SNES game development, continued…
Just one more subject before we can actually get to write our SNES program. Using the assembler. You should have read some of the 6502 tutorials and read up on 65816 assembly basics… before heading any further.
First, we need to write our program in a text editor. I use Notepad++. You can use any similar app that can save a plain text file. We will save our files as .s or .asm. It might help if you include a path to the ca65 “bin” folder in environmental variables, so windows can find it. You can also just type a path in the command prompt, which will tell the system to look for ca65 and ld65 in the bin folder, which is one level up from the current directory.
ca65 is a command line tool. If you just double click ca65, a box will open and then close. To run it, you need to first open a command prompt (terminal). To open a command prompt in Windows 10, you click on the address bar and type CMD. A black box should appear. You would type something like…
ca65 main.asm -g
for each assembly file. The -g means include the debugging symbols. If it assembles correctly, you should have .o (object files) of the same name. Then you use another program ld65 (the linker) to put them all together using a .cfg file as a map of how all the peices go together.
ld65 -C lorom256k.cfg -o program1.sfc main.o -Ln labels.txt
The -C is to indicate the .cfg filename (lorom256k.cfg). The -o indicates the output filename (program1.sfc). Then it lists all the object files (there is only 1, main.o). Finally, the -Ln labels.txt outputs the addresses of all the labels (for debugging purposes).

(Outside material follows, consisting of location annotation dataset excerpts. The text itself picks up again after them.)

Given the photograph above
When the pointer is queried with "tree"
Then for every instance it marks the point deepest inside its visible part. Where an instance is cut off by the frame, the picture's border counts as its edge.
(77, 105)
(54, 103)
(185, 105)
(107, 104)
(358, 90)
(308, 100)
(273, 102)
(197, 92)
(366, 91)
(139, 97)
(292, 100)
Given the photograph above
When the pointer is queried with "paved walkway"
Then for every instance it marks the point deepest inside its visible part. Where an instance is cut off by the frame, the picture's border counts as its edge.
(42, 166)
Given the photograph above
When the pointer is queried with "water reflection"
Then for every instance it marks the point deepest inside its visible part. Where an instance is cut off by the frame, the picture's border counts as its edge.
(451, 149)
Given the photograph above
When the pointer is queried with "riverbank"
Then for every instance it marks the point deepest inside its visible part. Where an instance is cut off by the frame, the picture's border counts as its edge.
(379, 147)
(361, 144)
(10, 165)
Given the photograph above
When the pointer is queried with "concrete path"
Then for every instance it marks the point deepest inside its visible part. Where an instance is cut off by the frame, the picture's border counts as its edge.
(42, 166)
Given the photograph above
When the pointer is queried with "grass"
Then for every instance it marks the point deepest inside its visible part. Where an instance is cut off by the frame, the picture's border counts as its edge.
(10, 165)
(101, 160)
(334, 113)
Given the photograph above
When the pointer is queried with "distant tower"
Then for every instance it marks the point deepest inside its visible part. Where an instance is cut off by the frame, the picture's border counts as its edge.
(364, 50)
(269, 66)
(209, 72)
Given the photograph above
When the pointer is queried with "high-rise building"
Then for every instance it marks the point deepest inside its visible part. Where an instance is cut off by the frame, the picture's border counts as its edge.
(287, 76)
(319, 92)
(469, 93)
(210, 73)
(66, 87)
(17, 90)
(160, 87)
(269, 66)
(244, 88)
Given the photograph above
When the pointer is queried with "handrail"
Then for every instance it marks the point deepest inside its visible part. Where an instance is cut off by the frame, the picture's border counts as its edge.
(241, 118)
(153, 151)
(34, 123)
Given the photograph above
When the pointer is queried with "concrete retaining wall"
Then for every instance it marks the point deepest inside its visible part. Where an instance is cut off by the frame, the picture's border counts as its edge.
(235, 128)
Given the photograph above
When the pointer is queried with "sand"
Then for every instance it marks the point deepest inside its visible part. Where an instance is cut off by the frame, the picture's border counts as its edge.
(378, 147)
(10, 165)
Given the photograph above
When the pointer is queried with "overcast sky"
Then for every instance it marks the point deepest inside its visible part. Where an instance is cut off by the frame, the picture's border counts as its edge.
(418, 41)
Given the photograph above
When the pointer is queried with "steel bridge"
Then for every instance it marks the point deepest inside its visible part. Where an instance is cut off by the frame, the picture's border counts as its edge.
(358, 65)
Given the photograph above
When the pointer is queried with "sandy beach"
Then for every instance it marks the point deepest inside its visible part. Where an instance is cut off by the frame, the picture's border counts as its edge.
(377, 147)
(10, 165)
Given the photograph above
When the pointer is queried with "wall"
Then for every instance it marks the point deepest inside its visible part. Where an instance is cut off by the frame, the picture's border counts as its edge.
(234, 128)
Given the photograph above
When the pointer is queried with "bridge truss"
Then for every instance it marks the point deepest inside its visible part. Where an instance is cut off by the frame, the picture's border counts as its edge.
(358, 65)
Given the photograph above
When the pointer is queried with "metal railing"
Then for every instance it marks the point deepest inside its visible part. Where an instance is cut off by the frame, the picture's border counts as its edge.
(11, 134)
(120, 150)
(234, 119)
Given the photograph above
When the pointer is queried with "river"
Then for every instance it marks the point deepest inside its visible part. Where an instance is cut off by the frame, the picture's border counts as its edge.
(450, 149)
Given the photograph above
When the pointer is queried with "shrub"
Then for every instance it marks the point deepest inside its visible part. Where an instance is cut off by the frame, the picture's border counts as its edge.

I use a batch file to automate the writes to the command line. Instead of opening a command prompt box, I just double click on the compile.bat file. I don’t want to go into detail about writing batch files, but mostly you will just need to add a ca65 line for each assembly file (unless they are “included” in the main assembly file, in which case they become part of that asm file). Then edit the ld65 line to include all object files.
Here’s some links to the ca65 and ld65 documents.
Take a look at some of my example code, such as this one.
It has a .cfg file and some basic assembly files just to get to square one. There is some initial code (init.asm), which zeroes the RAM and the hardware registers back to a standard state. We don’t want to touch that code. It works. Then there is a header section of the ROM so that emulators will know what kind of SNES file we have (see header.asm).
.byte “ABCDEFGHIJKLMNOPQRSTU” ;rom name 21 chars
.byte $30 ;LoROM FastROM
.byte $00 ; extra chips in cartridge, 00: no extra RAM; 02: RAM with battery
.byte $08 ; ROM size (2^# kByte, 8 = 256kB)
.byte $00 ; backup RAM size
.byte $01 ;US
.byte $33 ; publisher id
.byte $00 ; ROM revision number
.word $0000 ; checksum of all bytes
.word $0000 ; $FFFF minus checksum
The checksum isn’t actually important. If it’s wrong, nothing bad will happen. The important line is the one that says “LoROM FastROM” after it.
And there are VECTORS here. The vectors are part of how the 65816 chip works. It is a table of addresses of important program areas. The reset vector is where the CPU jumps when the SNES is first turned on, or if the user presses RESET. There are some interrupt vectors like NMI and IRQ which we can discuss later. The important thing is that our reset vector points to the start of our init code, and that the end of the init code jumps to our main code. Also, our reset code MUST be in bank 00.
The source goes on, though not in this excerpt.